Together these form the cash conversion cycle: how many days from spending a dollar (on stock or work) until that dollar comes back as customer cash. Shorter is better — it means you self-fund growth instead of needing to raise money just to operate. A rough version: days to sell inventory + days customers take to pay − days you take to pay suppliers.

Analogy: Working capital is the gap between your wallet emptying (you pay suppliers/staff) and refilling (customers pay you). The wider that gap, the bigger the "float" you must fund yourself. Collecting faster and paying later narrows the gap and quietly hands you cash without raising a dollar.
Common mistake: Booking a big sale and feeling rich — then learning the customer pays in 90 days while your payroll is in 2 weeks. A profitable sale on paper can still bankrupt you on timing. Always forecast by the date cash actually moves.
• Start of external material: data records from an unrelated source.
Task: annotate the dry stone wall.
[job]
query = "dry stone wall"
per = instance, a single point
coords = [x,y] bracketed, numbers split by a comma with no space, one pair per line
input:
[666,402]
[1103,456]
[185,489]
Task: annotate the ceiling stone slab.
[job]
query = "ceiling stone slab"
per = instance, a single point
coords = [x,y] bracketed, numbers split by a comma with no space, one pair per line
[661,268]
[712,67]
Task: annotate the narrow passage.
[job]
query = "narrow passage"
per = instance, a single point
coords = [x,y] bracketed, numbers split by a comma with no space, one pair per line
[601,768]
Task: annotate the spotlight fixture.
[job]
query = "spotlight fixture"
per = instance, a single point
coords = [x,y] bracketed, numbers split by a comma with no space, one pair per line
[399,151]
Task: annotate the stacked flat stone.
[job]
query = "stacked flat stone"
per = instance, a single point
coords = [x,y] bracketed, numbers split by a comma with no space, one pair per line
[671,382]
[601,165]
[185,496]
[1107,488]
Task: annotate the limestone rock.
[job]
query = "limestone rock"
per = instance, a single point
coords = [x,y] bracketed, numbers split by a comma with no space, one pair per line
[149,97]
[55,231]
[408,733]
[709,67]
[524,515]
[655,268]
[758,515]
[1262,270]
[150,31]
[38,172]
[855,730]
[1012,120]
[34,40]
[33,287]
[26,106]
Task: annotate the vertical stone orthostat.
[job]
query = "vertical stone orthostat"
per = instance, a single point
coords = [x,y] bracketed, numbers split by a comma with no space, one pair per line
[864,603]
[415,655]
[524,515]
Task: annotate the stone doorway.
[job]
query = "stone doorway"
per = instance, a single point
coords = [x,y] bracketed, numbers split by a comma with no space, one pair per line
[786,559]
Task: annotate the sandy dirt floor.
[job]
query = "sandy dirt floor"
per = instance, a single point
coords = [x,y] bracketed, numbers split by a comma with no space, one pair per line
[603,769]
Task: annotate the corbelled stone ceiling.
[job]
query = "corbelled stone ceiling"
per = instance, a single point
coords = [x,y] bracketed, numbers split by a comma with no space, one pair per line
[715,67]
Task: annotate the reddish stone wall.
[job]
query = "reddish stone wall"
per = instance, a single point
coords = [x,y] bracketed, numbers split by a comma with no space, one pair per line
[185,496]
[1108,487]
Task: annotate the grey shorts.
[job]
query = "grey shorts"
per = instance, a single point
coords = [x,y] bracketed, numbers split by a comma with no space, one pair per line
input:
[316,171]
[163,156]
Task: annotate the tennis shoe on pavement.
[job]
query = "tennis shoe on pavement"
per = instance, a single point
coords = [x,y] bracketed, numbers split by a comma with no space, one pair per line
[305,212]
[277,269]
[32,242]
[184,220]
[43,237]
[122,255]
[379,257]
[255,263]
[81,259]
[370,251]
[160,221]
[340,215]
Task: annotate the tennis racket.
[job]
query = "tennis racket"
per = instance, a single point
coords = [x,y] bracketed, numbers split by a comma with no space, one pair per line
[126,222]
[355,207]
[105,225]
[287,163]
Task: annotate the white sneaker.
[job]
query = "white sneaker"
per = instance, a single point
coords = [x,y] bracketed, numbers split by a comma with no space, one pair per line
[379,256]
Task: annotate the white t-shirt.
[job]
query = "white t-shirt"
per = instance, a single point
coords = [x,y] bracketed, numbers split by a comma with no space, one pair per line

The danger zone: act at ~6 months, not 2

Raising money and cutting costs both take longer than founders expect. A funding round commonly takes 3 to 6 months from "start talking to investors" to "money in the bank." So if you wait until you have 2 months of runway to start, you’re already too late — you’ll be negotiating from desperation, on bad terms, or not at all.

Key takeaway: When runway drops to about 6 months, it’s decision time: either raise money now, or cut burn hard enough to become default alive. The worst outcome is doing neither and discovering the choice was made for you.
RUNWAY DEPLETION — act early, not at the cliff

Cash
$600k |*
      |  *
      |    *
      |      *  <-- 6 mo left: START raising / cut now
$300k |        *
      |          *
      |            *  <-- 3 mo: hard to fix, weak position
      |              *
   $0 |________________*___________
       0   1   2   3   4   5   6  (months)

What good founders do every week

  • Know two numbers cold: cash in the bank, and net monthly burn. You should be able to say them from memory at any moment.
  • Know your zero-cash date. A single calendar date is more motivating than "a few months."
  • Update the 13-week forecast weekly, ideally every Monday, and compare it to what actually happened.
  • Re-check "default alive or dead?" monthly. If you’re dead, decide the fix this month, not next quarter.
  • Run a worst-case scenario: what if revenue is 30% lower and a big payment slips? If that breaks you, fix the plan now.
  • Start raising or cutting at ~6 months of runway, while you still have leverage and time.
Best practice: Put a recurring 30-minute "cash review" on your calendar every week. Founders who survive aren’t the ones who never hit trouble — they’re the ones who saw it coming early enough to do something about it.